Bernoulli Naive Bayes:
Accuracy: 0.894005212858384
Precision: 0.8990384615384616
Recall: 0.8237885462555066
F1 score: 0.8597701149425286
Multinomial Naive Bayes:
Accuracy: 0.7958297132927888
Precision: 0.7315010570824524
Recall: 0.762114537444934
F1 score: 0.7464940668824165
Gaussian Naive Bayes:
Accuracy: 0.8079930495221547
Precision: 0.6823161189358372
Recall: 0.960352422907489
F1 score: 0.797804208600183


Discussion
The results show that the Multinomial Naive Bayes classifier performed the best, with the highest accuracy, precision, recall, and F1 score. This is likely because the features in the dataset are categorical, and the Multinomial Naive Bayes classifier is specifically designed for categorical data. The Bernoulli Naive Bayes classifier performed the worst, which is likely because the features in the dataset are not all binary. The Gaussian Naive Bayes classifier performed in between the Bernoulli Naive Bayes classifier and the Multinomial Naive Bayes classifier, which is expected because the features in the dataset are not all normally distributed.

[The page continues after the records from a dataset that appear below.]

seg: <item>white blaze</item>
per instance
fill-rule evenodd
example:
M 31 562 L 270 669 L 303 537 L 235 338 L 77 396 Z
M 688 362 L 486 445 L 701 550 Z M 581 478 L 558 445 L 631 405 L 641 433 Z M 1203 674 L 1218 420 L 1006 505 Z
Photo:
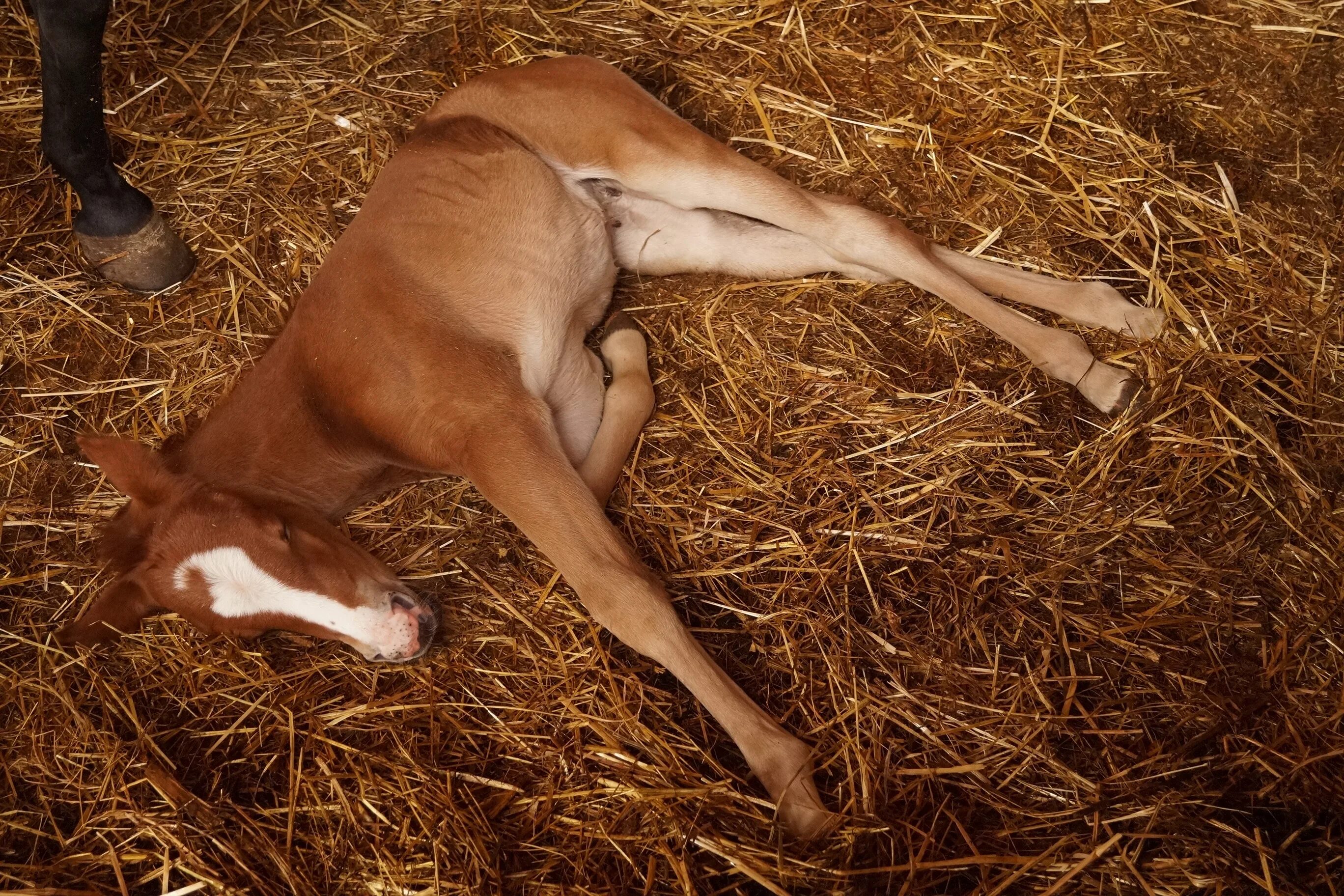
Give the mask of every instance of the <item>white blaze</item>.
M 410 614 L 394 613 L 391 607 L 348 607 L 324 594 L 293 588 L 257 566 L 242 548 L 211 548 L 179 563 L 172 574 L 179 591 L 187 590 L 192 572 L 206 580 L 211 610 L 227 619 L 262 614 L 292 617 L 388 656 L 410 653 L 418 634 Z

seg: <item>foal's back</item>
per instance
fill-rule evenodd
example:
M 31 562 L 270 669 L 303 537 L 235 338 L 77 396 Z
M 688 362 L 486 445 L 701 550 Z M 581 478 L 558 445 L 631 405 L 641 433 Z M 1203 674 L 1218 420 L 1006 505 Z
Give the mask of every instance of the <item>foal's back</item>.
M 438 120 L 378 176 L 281 344 L 320 392 L 353 399 L 374 433 L 435 426 L 417 414 L 442 419 L 441 402 L 419 396 L 478 404 L 501 377 L 556 407 L 567 398 L 558 391 L 594 376 L 583 339 L 614 279 L 602 212 L 586 192 L 508 132 Z M 585 383 L 597 388 L 598 415 L 599 371 Z

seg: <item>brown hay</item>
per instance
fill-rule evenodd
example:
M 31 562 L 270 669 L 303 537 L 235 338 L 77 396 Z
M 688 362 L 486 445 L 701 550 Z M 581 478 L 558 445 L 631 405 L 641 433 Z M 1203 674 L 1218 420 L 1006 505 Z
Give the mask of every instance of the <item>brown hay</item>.
M 0 887 L 1344 892 L 1340 3 L 120 1 L 108 121 L 202 262 L 149 298 L 83 273 L 4 8 Z M 458 482 L 349 519 L 444 599 L 426 662 L 173 618 L 50 646 L 120 502 L 74 435 L 188 430 L 414 117 L 558 51 L 800 183 L 1172 314 L 1087 333 L 1149 384 L 1106 420 L 905 286 L 622 283 L 659 415 L 612 517 L 817 746 L 848 821 L 816 848 Z

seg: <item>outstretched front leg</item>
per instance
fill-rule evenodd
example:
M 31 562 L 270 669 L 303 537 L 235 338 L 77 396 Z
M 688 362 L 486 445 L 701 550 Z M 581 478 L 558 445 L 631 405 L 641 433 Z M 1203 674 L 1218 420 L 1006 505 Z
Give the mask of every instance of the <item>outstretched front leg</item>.
M 464 473 L 556 566 L 589 613 L 617 638 L 667 668 L 742 750 L 790 832 L 812 837 L 832 822 L 812 780 L 810 750 L 751 701 L 685 629 L 667 591 L 602 513 L 560 447 L 551 410 L 521 384 L 501 384 L 504 408 L 469 426 Z

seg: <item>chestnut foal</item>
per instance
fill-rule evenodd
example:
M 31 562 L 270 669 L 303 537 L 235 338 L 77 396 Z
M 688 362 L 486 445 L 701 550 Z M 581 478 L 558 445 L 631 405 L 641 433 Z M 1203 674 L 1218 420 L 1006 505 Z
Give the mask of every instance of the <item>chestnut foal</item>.
M 800 189 L 685 124 L 617 70 L 563 58 L 496 71 L 421 121 L 289 325 L 180 449 L 82 441 L 130 504 L 109 527 L 117 579 L 65 642 L 175 610 L 207 631 L 288 629 L 371 660 L 425 652 L 434 614 L 333 525 L 379 492 L 469 478 L 555 563 L 598 622 L 677 676 L 723 724 L 796 834 L 831 814 L 808 747 L 706 654 L 606 520 L 653 407 L 644 339 L 583 345 L 617 265 L 649 274 L 840 271 L 943 296 L 1106 411 L 1137 380 L 991 290 L 1148 337 L 1161 313 L 929 246 Z

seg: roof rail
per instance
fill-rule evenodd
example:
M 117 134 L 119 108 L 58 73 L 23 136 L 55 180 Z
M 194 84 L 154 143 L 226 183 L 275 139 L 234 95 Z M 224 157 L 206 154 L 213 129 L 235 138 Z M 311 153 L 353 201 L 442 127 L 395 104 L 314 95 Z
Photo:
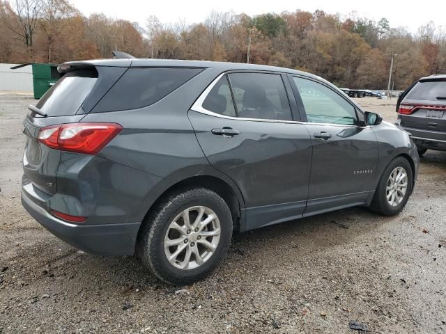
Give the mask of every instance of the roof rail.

Limitations of Naive Bayes
There are a few limitations of Naive Bayes classifiers. One limitation is that they assume that the features are independent of each other. This assumption is not always true, and it can lead to errors in classification. Another limitation is that Naive Bayes classifiers are not robust to outliers. Outliers can have a significant impact on the classification results, and it is important to remove outliers from the data before using a Naive Bayes classifier.

Conclusion
In conclusion, the Multinomial Naive Bayes classifier is the best choice for this dataset. It is important to be aware of the limitations of Naive Bayes classifiers, and to take steps to mitigate these limitations.